Tofacitinib is a non-selective JAK 1/3 inhibitor. It was administered orally to 6 patients with moderate and severe atopic dermatitis, causing reduction of symptoms measured by the SCORAD scale without any adverse effects for up to 29 weeks of treatment, and it was applied topically in the form of 2% ointments [57, 58]. Sixty-nine patients with mild to moderate AD were enrolled in the phase 2a study. Results after 4 weeks of topical therapy showed a much greater clinical efficacy of the drug than placebo with an early onset of action (reduction of itch observed after 2 days of therapy) [58].

Ruxolitinib

The efficacy and safety of ruxolitinib (RUX) cream (a selective JAK1 and JAK2 inhibitor) at concentrations ranging from 0.15% to 1.5% was assessed in randomized, controlled phase 2 clinical trials of 307 adult patients with mild to moderate AD. Pruritus disappeared rapidly within 36 h of treatment, quality of life improved with a good drug tolerance [59].

Delgocitinib

Delgocitinib is an inhibitor of JAK 1,2,3 and TYK2. Results of the phase III study in 158 Japanese patients from 16 years of age with moderate to severe AD are available. 0.5% delgocitinib ointment used over a period of 28 weeks was effective and well tolerated [60]. An earlier phase II study in 327 adult patients with moderate to severe adult AD tested the drug at concentrations of 0.25%, 0.5%, 1%, 3% of the ointment applied twice a day. Results showed a significant and rapid improvement in objective clinical symptoms and pruritus severity with a favorable safety profile [61]. Similarly, in the phase II study conducted in a group of 103 children aged 2 to 15 years with the use of delgocitinib at concentrations of 0.25% and 0.5%, twice a day, an improvement in signs and symptoms, and good drug tolerance were demonstrated [62].

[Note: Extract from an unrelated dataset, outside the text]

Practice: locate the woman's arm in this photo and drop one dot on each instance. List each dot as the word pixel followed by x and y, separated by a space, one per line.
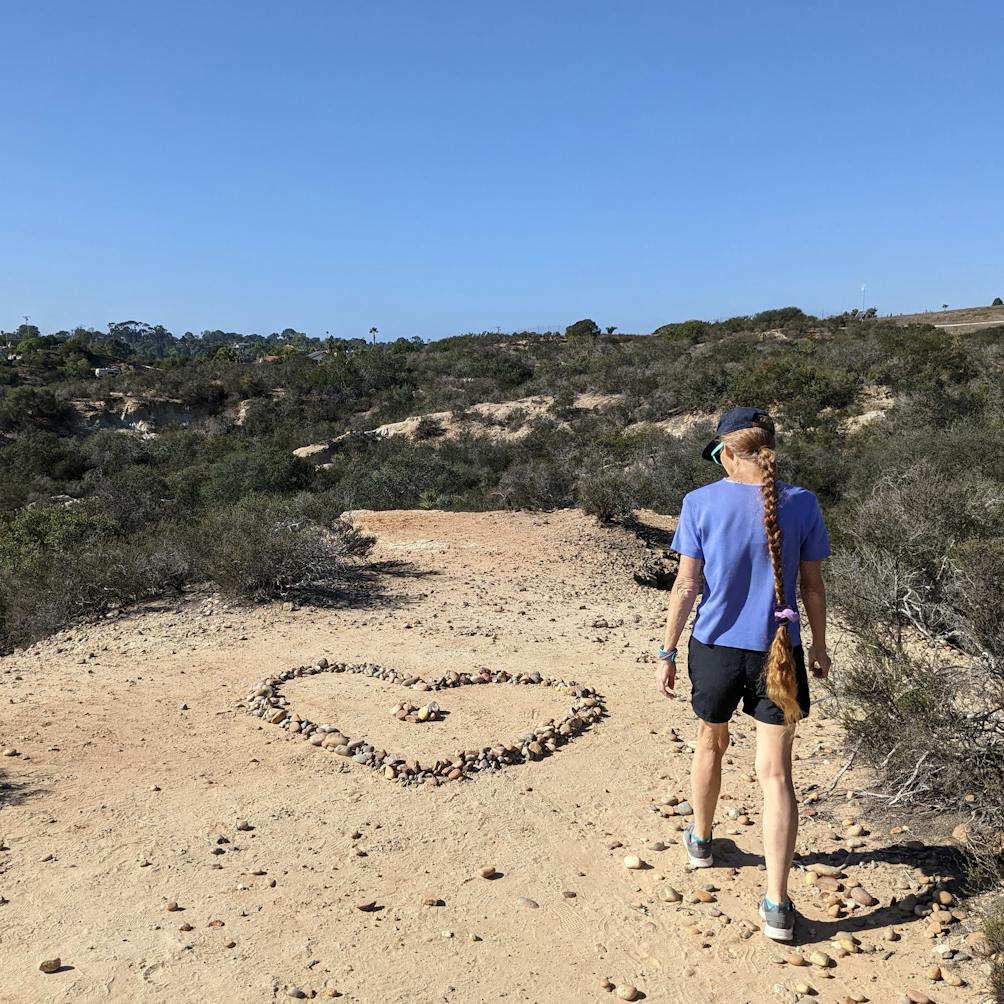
pixel 813 592
pixel 685 591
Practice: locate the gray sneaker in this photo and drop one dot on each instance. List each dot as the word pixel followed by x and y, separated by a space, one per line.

Cerdulatinib and gusacitinib

Cerdulatinib, a selective JAK and SYK (spleen tyrosine kinase) inhibitor, is currently in the phase 2 clinical trials using 0.4% topical gel and shows a reduction in clinical symptoms measured using the EASI scale [63].

Gusacitinib is another JAK/SYK kinase inhibitor in the phase 1b RCT. It is used at the oral dose of 20 mg, 40 mg and 80 mg versus placebo for 4 weeks in 36 patients with moderate to severe AD. Results after 4 weeks of treatment showed high effectiveness and quick onset of action [64].

Conclusions

Presented results of studies of new monoclonal antibodies and small molecules appear to be promising, but long-term safety and efficacy studies in larger groups of patients are still absent. Considering the complex etiopathogenesis of AD, endotypic and phenotypic differences, the prospect of having modern drugs for topical, oral and parental use in the therapeutic portfolio for both pediatric and adult groups in the near future is encouraging.

Currently, for the treatment of patients from 12 years of age with moderate to severe AD who do not respond to topical treatment, we recommend the use of dupilumab. Treatment should be initiated by physicians experienced in the diagnosis and treatment of AD.

Conflict of interest

The authors declare no conflict of interest.